Dreitagefieber



Dreitagefieber

„Ihr Kind hat Dreitagefieber.“

Diese Diagnose ihres Kinderarztes beschert so mancher jungen Mutter eine Schrecksekunde.
Dreitagefieber? Das hat sie doch schon einmal gehört! Ist das nicht was Schlimmes?!

Zum Glück besteht meistens kein Grund zur Beunruhigung.
Die Ursache dieser Kinderkrankheit ist der Humane Herpesvirus 6 (HHV-6) oder 7 (HHV-7) – den meisten Leuten einfach unter dem Namen Herpes bekannt. Er verbleibt lebenslang im Körper – und wird durch Speichel von gesunden Erwachsenen auf Kinder im Babyalter (bis maximal zum zweiten Lebensjahr) übertragen.

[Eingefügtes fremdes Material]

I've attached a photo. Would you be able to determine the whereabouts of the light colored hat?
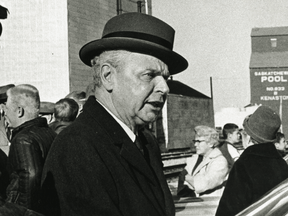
[243,106,281,143]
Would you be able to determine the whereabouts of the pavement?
[168,180,220,216]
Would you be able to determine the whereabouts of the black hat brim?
[79,37,188,75]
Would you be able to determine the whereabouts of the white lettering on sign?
[266,87,285,91]
[260,95,288,101]
[254,71,288,76]
[261,76,287,82]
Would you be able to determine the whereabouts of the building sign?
[250,68,288,104]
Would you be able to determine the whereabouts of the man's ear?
[274,143,279,149]
[100,63,116,92]
[17,107,25,118]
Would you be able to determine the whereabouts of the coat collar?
[193,148,222,175]
[241,143,280,158]
[79,96,160,184]
[12,117,48,138]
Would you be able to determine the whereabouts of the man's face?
[112,53,169,126]
[230,129,240,144]
[5,97,18,128]
[241,130,250,149]
[194,135,212,156]
[275,137,286,151]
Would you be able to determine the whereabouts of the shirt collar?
[96,99,136,142]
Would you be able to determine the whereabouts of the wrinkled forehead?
[125,52,170,77]
[195,134,208,140]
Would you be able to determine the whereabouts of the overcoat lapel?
[86,97,165,215]
[193,156,211,176]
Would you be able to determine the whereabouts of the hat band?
[102,31,173,50]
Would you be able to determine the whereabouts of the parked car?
[237,178,288,216]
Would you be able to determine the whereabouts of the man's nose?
[155,76,170,95]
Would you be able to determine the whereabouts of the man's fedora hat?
[243,106,281,143]
[0,84,15,103]
[79,13,188,75]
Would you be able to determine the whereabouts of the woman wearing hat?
[216,106,288,216]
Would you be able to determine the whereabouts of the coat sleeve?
[216,161,252,216]
[194,156,228,194]
[41,133,122,216]
[6,135,43,208]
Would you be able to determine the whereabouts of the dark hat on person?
[79,12,188,75]
[39,101,55,114]
[0,84,15,103]
[243,106,281,143]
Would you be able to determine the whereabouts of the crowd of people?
[0,13,288,216]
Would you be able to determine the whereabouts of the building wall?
[0,0,151,102]
[0,0,69,102]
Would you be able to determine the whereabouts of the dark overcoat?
[42,97,175,216]
[216,143,288,216]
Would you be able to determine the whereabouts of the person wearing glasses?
[216,106,288,216]
[218,123,240,170]
[177,125,229,197]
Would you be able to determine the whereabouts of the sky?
[152,0,288,112]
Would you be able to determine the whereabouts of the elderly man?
[216,106,288,216]
[0,84,56,212]
[42,13,188,216]
[274,132,287,157]
[177,125,229,196]
[0,84,15,199]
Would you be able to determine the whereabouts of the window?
[270,38,277,47]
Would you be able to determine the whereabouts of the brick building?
[250,27,288,137]
[0,0,152,102]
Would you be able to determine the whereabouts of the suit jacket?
[41,96,175,216]
[216,143,288,216]
[185,148,229,196]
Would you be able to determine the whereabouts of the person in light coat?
[178,126,229,196]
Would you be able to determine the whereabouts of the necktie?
[191,155,203,175]
[134,136,144,155]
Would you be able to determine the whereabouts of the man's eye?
[144,73,155,79]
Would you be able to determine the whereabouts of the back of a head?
[65,91,86,102]
[275,132,285,143]
[222,123,239,139]
[7,84,40,118]
[54,98,79,122]
[194,125,219,147]
[0,84,15,104]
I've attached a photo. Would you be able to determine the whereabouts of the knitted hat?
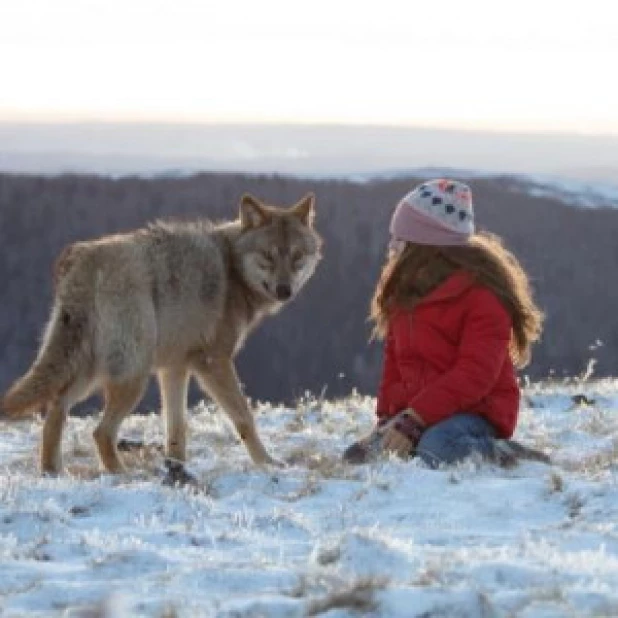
[390,179,474,247]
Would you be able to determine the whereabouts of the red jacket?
[377,271,519,438]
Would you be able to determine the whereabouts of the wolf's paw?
[163,457,198,487]
[258,455,288,470]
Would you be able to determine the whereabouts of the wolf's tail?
[0,307,86,419]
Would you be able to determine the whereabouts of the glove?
[382,409,425,457]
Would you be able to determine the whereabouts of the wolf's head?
[235,193,322,303]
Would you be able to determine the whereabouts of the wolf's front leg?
[157,366,189,461]
[192,358,281,465]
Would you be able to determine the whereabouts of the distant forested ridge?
[0,174,618,408]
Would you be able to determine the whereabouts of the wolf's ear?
[240,193,268,230]
[292,193,315,226]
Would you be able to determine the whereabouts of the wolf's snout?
[275,283,292,300]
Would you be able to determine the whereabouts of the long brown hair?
[370,232,543,367]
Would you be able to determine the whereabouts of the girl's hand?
[382,410,424,457]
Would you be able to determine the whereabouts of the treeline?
[0,174,618,408]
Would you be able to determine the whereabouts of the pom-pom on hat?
[390,179,474,248]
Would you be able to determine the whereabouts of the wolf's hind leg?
[157,367,189,461]
[93,376,148,474]
[192,358,278,464]
[40,397,69,475]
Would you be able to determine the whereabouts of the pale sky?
[0,0,618,134]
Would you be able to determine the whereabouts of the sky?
[0,0,618,135]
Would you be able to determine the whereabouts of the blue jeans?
[416,414,496,468]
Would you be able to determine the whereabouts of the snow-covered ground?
[0,381,618,618]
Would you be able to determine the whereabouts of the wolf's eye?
[292,251,304,268]
[260,253,275,268]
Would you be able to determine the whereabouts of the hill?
[0,174,618,403]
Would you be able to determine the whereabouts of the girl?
[344,180,542,467]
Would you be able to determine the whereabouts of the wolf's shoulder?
[144,219,216,238]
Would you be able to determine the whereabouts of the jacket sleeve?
[376,329,408,417]
[408,289,512,425]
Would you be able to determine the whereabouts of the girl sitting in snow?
[344,180,542,467]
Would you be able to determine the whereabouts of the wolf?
[0,193,322,475]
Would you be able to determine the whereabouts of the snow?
[0,380,618,618]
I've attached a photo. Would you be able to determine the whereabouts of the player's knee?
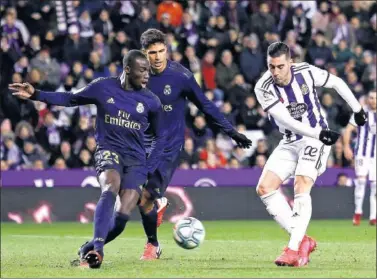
[100,170,120,194]
[139,200,154,214]
[294,176,314,194]
[256,182,276,197]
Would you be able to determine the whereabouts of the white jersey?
[254,63,330,142]
[350,107,377,158]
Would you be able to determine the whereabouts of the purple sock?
[140,205,158,246]
[93,191,116,253]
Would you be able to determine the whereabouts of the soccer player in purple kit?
[9,50,165,268]
[76,29,251,260]
[139,29,251,260]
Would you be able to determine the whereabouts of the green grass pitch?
[1,220,376,278]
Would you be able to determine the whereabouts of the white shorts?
[261,137,331,182]
[355,156,376,181]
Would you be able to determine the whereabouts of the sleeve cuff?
[321,72,330,87]
[264,100,280,112]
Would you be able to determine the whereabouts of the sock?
[139,204,158,246]
[369,181,376,220]
[355,178,367,214]
[260,190,292,234]
[93,191,116,253]
[288,193,312,251]
[83,212,129,254]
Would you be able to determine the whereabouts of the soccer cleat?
[140,242,162,261]
[352,213,361,226]
[156,197,169,228]
[275,247,300,266]
[297,235,317,266]
[85,250,103,268]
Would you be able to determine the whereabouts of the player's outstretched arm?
[343,116,356,161]
[310,65,367,126]
[186,76,252,148]
[9,83,94,107]
[147,96,166,173]
[268,102,340,145]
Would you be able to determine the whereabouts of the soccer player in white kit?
[343,91,377,226]
[254,42,366,266]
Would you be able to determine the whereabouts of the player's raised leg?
[352,174,367,226]
[85,169,120,268]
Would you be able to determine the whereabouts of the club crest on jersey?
[164,84,171,95]
[287,102,308,119]
[136,103,144,113]
[300,84,309,95]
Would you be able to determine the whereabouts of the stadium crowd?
[0,0,377,170]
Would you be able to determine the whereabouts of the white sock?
[369,181,376,220]
[355,177,367,214]
[260,190,292,234]
[288,193,312,251]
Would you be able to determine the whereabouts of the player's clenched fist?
[354,109,368,126]
[9,82,35,99]
[319,130,340,145]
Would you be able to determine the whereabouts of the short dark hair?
[267,42,291,58]
[140,28,166,49]
[123,49,148,69]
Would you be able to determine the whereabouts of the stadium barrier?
[1,169,369,223]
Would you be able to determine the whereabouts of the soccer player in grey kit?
[9,50,165,268]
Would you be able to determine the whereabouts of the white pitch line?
[2,234,370,246]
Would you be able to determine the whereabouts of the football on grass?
[173,217,206,249]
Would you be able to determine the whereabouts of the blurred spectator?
[226,74,251,108]
[285,30,304,63]
[53,157,67,170]
[216,50,240,92]
[21,140,42,169]
[15,120,35,148]
[282,3,312,48]
[30,47,60,89]
[334,40,353,69]
[177,12,199,47]
[305,31,334,69]
[79,10,94,39]
[240,34,265,84]
[327,14,355,47]
[33,159,45,170]
[63,25,90,66]
[229,157,241,169]
[190,115,213,149]
[180,138,199,166]
[199,139,227,169]
[249,2,276,40]
[1,133,21,169]
[201,50,216,90]
[93,10,113,39]
[157,0,183,27]
[222,0,249,34]
[36,112,62,154]
[312,1,330,33]
[130,7,159,49]
[238,96,263,130]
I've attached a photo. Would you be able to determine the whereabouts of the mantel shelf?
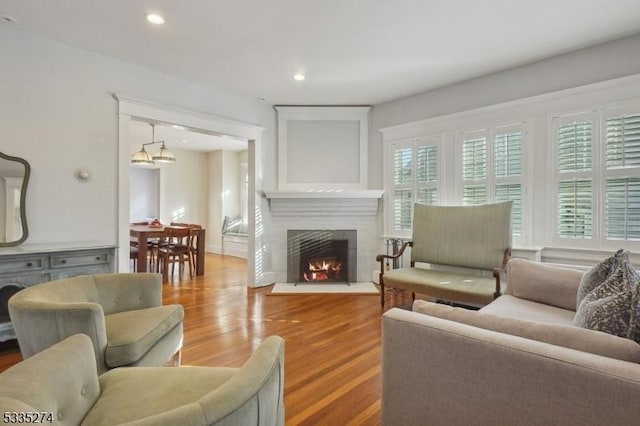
[264,189,384,199]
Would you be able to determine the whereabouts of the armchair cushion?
[413,296,640,363]
[575,251,640,343]
[0,334,100,425]
[105,305,184,368]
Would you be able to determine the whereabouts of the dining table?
[129,225,206,275]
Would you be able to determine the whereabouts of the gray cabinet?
[0,246,115,342]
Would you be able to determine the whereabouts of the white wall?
[369,31,640,260]
[0,27,276,271]
[160,149,209,224]
[369,35,640,188]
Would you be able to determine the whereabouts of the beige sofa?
[381,260,640,426]
[0,334,284,426]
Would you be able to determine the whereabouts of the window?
[554,110,640,246]
[604,112,640,241]
[391,137,441,234]
[459,126,525,237]
[556,120,593,239]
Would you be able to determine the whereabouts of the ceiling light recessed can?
[147,13,164,25]
[2,15,18,24]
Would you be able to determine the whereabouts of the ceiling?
[0,0,640,105]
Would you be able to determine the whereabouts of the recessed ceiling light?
[2,15,18,24]
[147,13,164,25]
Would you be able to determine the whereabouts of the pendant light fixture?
[131,123,176,166]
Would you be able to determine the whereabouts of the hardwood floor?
[0,254,410,425]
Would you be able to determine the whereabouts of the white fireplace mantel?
[265,189,384,218]
[265,189,384,199]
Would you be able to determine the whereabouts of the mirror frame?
[0,152,31,247]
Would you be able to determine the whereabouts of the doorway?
[114,95,269,287]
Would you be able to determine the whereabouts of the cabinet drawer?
[0,256,47,274]
[51,252,109,268]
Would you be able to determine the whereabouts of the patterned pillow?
[574,251,640,343]
[576,249,624,306]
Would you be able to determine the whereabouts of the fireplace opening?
[287,230,357,283]
[0,283,24,323]
[299,240,349,282]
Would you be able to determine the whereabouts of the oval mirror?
[0,152,31,247]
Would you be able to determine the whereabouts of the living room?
[0,2,640,422]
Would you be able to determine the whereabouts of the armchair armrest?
[94,273,162,315]
[376,241,413,273]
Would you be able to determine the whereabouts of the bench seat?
[384,268,503,306]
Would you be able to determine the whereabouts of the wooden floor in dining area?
[0,254,410,425]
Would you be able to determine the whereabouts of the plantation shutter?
[462,136,489,205]
[494,131,522,236]
[556,121,593,239]
[392,146,414,231]
[605,114,640,241]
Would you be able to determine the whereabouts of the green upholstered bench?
[376,201,512,306]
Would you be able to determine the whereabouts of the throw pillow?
[576,249,624,307]
[575,251,640,343]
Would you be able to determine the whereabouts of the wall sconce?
[73,168,91,183]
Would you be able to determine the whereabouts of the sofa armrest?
[381,309,640,425]
[0,334,100,424]
[506,259,584,311]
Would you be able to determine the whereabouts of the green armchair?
[0,334,284,426]
[9,273,184,373]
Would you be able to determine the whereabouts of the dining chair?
[171,222,202,271]
[129,221,159,272]
[156,226,193,280]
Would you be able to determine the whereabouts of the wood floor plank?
[0,253,410,425]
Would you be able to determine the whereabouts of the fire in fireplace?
[287,230,357,283]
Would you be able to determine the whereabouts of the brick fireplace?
[266,190,382,283]
[287,229,358,283]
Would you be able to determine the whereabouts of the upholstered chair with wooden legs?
[157,226,193,280]
[0,334,285,426]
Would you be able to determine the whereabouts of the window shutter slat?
[605,114,640,168]
[557,179,593,239]
[496,183,522,235]
[606,177,640,241]
[556,121,593,173]
[495,132,522,177]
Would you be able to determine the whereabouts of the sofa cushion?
[105,305,184,368]
[84,367,238,425]
[506,259,584,311]
[480,294,576,325]
[575,251,640,343]
[576,250,624,308]
[413,296,640,363]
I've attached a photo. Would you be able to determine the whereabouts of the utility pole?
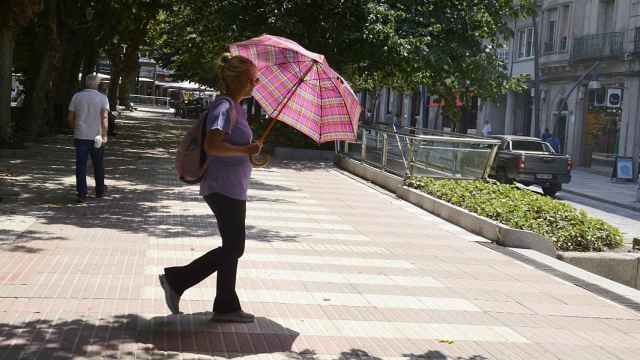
[530,0,540,136]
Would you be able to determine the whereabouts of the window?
[518,27,534,59]
[511,140,552,152]
[544,8,558,53]
[393,92,404,116]
[558,5,571,51]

Das Hauptsymptom ist hohes Fieber, das zwischen zwei und acht Tagen anhält. Abgesehen davon geht es den Kindern meist recht gut. Es empfiehlt sich, dafür zu sorgen, dass die Kleinen viel trinken, um ein Austrocknen zu vermeiden. Ansonsten genügt es meistens, das Fieber zu senken – am Besten durch kalte Wadenwickel und Fieberzäpfchen.

Manchmal können Begleiterscheinungen wie Magen-Darm-Beschwerden, Husten, geschwollene Lymphknoten im Hals, vorgewölbte Fontanelle oder Fieberkrämpfe auftreten. In diesen Fällen ist ein Arztbesuch angeraten – schon alleine, um andere Erkrankungen auszuschließen.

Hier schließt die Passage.